Advent Begins - "Nun komm, der Heiden Heiland"

Martin Luther (left) and Johann Sebastian Bach (right)
As my friends on Facebook know, I post a Bach liturgical cantata on my timeline every Sunday morning, following the Lutheran liturgical calendar (the calendar with its associated cantatas can be found here). Well, today is the first Sunday in Advent, and Papa Johann composed three cantatas for that Sunday in the course of his career: BWV 61, Nun komm, der Heiden Heiland (1714); BWV 62, Nun komm, der Heiden Heiland (1724); and BWV 36, Schwingt freudig euch empor (1731). And all three share a common element - Martin Luther's Advent hymn Nun komm, der Heiden Heiland (gee, how did you guess?). BWV 36 uses the hymn in the second movement, as a soprano/alto duet. But BWV 61 and 62 are chorale cantatas and the hymn is the major element in both.

So what is it about this hymn of Luther's that made it so important? Luther wrote the words, based on St. Ambrose's Veni redemptor gentium, in 1524 and set it to an old Gregorian tune. Because the first Sunday in Advent is the "New Year's Day" of the liturgical calendar, and because Luther created this hymn specifically for that event, it became the preeminent musical piece marking the beginning of the church year in Protestant churches for centuries. Here, take a listen to the hymn in its pre-Bach form.


This kind of hymn is called a chorale. A chorale is a melody to which a hymn is sung by a congregation in a German Protestant Church service. The typical four-part setting of a chorale, in which the sopranos (and the congregation) sing the melody along with three lower voices, is known as a chorale harmonization.

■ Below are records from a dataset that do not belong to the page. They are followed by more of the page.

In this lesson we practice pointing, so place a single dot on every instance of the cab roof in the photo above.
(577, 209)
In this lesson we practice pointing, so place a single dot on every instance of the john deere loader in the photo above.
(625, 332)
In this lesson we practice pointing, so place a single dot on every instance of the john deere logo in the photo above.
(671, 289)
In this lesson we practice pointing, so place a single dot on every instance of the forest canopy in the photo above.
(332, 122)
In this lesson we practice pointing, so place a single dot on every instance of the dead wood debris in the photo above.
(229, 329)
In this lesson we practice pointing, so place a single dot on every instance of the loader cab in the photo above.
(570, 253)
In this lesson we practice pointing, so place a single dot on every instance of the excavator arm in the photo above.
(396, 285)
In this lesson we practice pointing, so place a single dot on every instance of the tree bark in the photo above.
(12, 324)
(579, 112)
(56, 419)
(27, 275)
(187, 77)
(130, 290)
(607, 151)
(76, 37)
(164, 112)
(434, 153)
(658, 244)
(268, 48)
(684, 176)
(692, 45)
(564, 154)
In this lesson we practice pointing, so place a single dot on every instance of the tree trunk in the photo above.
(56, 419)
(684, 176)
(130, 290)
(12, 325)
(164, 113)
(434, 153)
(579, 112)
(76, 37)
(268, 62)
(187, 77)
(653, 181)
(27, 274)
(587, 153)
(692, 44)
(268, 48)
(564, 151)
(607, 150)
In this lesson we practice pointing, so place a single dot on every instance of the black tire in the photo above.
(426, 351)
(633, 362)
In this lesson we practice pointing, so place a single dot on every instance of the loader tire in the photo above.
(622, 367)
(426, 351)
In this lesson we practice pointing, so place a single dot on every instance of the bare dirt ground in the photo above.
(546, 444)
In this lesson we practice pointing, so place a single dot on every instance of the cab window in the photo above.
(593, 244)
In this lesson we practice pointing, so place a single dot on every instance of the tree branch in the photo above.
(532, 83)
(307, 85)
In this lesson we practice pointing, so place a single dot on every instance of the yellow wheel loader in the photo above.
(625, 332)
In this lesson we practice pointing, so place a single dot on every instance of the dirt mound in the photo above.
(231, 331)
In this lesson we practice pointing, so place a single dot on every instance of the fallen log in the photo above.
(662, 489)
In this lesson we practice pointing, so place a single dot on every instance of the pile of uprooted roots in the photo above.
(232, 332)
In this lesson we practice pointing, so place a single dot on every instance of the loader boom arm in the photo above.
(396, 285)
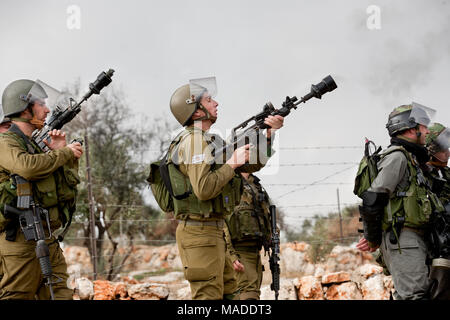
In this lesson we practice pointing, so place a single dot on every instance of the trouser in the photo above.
(249, 281)
(440, 279)
(408, 265)
(229, 279)
(22, 277)
(202, 253)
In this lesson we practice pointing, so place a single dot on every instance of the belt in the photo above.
(214, 223)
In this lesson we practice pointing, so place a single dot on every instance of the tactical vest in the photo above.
(191, 206)
(56, 193)
(415, 202)
(249, 223)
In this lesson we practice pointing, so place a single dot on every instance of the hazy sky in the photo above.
(259, 51)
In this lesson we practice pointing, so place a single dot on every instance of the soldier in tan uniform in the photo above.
(211, 189)
(53, 177)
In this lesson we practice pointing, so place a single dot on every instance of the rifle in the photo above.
(30, 221)
(274, 255)
(61, 117)
(251, 134)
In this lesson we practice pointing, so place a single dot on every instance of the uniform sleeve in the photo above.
(31, 166)
(392, 169)
(196, 160)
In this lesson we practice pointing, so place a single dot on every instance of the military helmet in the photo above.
(438, 138)
(17, 96)
(407, 117)
(181, 106)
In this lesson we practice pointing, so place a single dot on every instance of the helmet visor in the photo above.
(43, 94)
(202, 87)
(421, 114)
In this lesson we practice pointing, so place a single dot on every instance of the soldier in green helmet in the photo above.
(210, 188)
(5, 123)
(438, 143)
(249, 226)
(397, 207)
(51, 180)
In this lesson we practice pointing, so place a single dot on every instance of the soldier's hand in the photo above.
(77, 149)
(238, 266)
(240, 157)
(274, 122)
(364, 245)
(58, 140)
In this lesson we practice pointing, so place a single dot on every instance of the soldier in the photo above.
(53, 177)
(212, 188)
(439, 173)
(5, 123)
(396, 208)
(230, 291)
(250, 229)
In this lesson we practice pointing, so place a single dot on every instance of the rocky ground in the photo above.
(156, 273)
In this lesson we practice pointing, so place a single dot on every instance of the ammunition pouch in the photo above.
(371, 213)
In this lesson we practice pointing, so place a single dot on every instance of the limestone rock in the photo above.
(367, 270)
(287, 291)
(84, 288)
(103, 290)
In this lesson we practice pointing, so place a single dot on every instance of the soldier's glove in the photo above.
(371, 213)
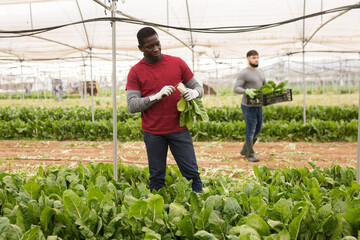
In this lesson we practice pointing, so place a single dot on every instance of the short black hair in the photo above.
(252, 53)
(144, 33)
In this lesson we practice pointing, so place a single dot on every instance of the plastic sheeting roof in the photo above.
(337, 31)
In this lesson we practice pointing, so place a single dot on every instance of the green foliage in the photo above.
(280, 122)
(86, 203)
(191, 111)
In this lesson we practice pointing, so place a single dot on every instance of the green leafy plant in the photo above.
(272, 88)
(190, 111)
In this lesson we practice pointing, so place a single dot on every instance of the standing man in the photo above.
(58, 92)
(247, 80)
(150, 89)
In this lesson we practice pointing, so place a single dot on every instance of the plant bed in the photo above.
(267, 99)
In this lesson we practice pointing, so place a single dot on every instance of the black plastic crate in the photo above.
(268, 99)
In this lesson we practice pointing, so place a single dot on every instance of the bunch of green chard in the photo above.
(190, 111)
(272, 88)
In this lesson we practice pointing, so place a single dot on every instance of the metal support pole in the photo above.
(358, 156)
(113, 25)
(22, 82)
(92, 90)
(303, 75)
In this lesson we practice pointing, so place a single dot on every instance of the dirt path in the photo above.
(18, 155)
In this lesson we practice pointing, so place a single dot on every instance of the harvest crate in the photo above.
(268, 99)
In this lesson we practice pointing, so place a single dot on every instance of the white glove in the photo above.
(250, 92)
(190, 94)
(164, 92)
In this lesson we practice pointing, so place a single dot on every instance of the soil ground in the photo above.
(211, 156)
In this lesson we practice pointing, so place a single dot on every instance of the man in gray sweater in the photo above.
(247, 81)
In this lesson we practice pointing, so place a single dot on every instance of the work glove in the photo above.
(250, 92)
(164, 92)
(190, 94)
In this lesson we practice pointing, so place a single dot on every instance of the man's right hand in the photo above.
(164, 92)
(250, 92)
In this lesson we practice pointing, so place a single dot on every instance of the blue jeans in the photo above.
(253, 117)
(181, 147)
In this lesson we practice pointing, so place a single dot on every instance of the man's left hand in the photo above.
(190, 94)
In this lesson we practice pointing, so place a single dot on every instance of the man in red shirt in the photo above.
(150, 89)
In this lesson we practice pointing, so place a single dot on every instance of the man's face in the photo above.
(253, 61)
(151, 48)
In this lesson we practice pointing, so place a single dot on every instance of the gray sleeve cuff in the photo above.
(193, 84)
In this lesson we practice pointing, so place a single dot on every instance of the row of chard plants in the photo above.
(84, 202)
(225, 123)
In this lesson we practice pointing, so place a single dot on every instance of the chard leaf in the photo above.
(150, 234)
(218, 226)
(231, 207)
(45, 218)
(33, 189)
(138, 209)
(204, 235)
(256, 222)
(156, 206)
(177, 210)
(186, 226)
(34, 233)
(181, 105)
(74, 206)
(352, 216)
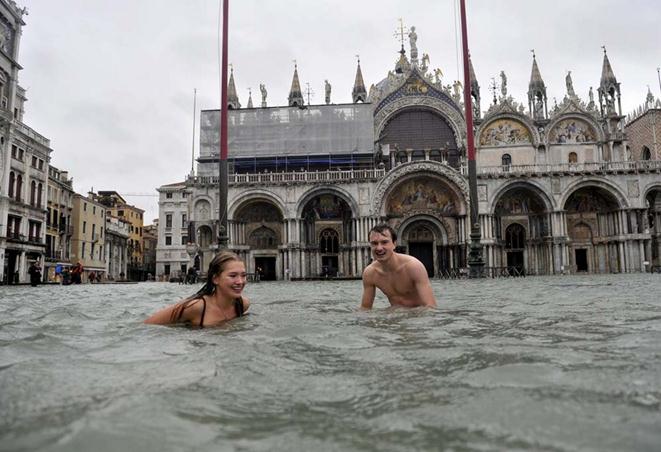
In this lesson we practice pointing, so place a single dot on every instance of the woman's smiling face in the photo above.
(232, 280)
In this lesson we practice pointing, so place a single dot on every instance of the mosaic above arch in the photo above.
(586, 200)
(519, 201)
(422, 193)
(505, 132)
(572, 130)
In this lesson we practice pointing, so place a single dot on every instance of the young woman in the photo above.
(217, 301)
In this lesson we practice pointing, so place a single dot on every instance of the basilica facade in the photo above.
(559, 188)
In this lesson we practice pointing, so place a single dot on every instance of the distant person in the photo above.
(217, 301)
(402, 278)
(76, 273)
(35, 274)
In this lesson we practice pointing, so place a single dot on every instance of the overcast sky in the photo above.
(110, 82)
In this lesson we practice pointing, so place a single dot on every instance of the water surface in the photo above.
(543, 364)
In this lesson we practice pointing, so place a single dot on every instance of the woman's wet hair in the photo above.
(383, 227)
(216, 267)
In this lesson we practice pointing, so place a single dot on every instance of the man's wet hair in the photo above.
(383, 227)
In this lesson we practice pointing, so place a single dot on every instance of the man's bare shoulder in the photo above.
(371, 271)
(414, 266)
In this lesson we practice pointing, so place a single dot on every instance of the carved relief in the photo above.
(482, 193)
(428, 167)
(505, 132)
(633, 189)
(572, 131)
(421, 194)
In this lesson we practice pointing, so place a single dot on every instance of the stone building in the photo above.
(87, 244)
(118, 207)
(116, 247)
(149, 245)
(59, 226)
(172, 258)
(24, 158)
(557, 190)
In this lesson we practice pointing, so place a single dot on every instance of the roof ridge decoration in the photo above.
(232, 97)
(359, 93)
(295, 94)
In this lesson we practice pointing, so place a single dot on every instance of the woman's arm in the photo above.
(185, 311)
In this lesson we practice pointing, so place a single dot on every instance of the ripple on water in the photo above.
(523, 364)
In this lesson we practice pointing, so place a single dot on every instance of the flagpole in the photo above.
(222, 164)
(475, 260)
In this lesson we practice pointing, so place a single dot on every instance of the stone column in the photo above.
(623, 267)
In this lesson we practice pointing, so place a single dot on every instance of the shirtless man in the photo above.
(402, 278)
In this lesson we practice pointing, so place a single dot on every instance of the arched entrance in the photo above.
(326, 232)
(515, 244)
(594, 227)
(521, 230)
(653, 254)
(260, 225)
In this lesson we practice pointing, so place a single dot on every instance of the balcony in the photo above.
(337, 176)
(66, 229)
(630, 167)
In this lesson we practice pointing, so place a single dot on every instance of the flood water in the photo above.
(540, 364)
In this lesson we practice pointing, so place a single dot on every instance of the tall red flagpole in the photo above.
(475, 261)
(222, 164)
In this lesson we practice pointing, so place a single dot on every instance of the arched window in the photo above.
(418, 155)
(12, 178)
(329, 242)
(435, 155)
(33, 192)
(19, 187)
(515, 237)
(263, 238)
(646, 154)
(507, 160)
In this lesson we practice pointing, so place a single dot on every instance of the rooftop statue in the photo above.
(327, 90)
(413, 39)
(503, 83)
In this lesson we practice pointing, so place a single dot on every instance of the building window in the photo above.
(12, 178)
(646, 154)
(19, 187)
(33, 193)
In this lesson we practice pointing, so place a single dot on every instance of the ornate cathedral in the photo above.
(559, 189)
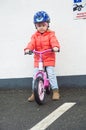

The performance above by the Jena Boy's Choir follows that structure, although there's no congregation to sing the melody with the sopranos.

Bach used the chorale harmonization structure of this hymn as the basis from which he built his chorale cantata setting. Interestingly enough, in BWV 61 he plays with this, setting what would normally be the opening chorus as a chorale fantasia in the style of a French overture, which follows the sequence slow – fast (fugue) – slow. If the congregation was starting to nod off, that opening chorus was going to wake them right up! Here's the complete BWV 61, starting with that chorale fantasia. This is the Monteverdi Choir and the English Baroque Soloists (on authentic period instruments) directed by the great Sir John Eliot Gardiner; I'm a sucker for Gardiner's work, so naturally this is my favorite performance of this piece.

In BWV 62 Bach stuck with the familiar chorale cantata structure, so the congregation would have understood what they were listening to. This is the grand chorale cantata that he was working his way up to after the experimentation of 10 years before, and grand it is! The opening chorus charges right off in typical Bach style and sets the tone for the rest of the cantata. It's quite a ride! Here's one of my favorite performances, from the Amsterdam Baroque Orchestra and Choir under the direction of Ton Koopman, considered one of the premier interpreters of Bach's orchestral music.


So there you have it, a look at the hymn that starts off the Lutheran liturgical year and its evolution through the centuries, especially in the masterful hands of the great Johann Sebastian Bach. All songs should have such a stellar history!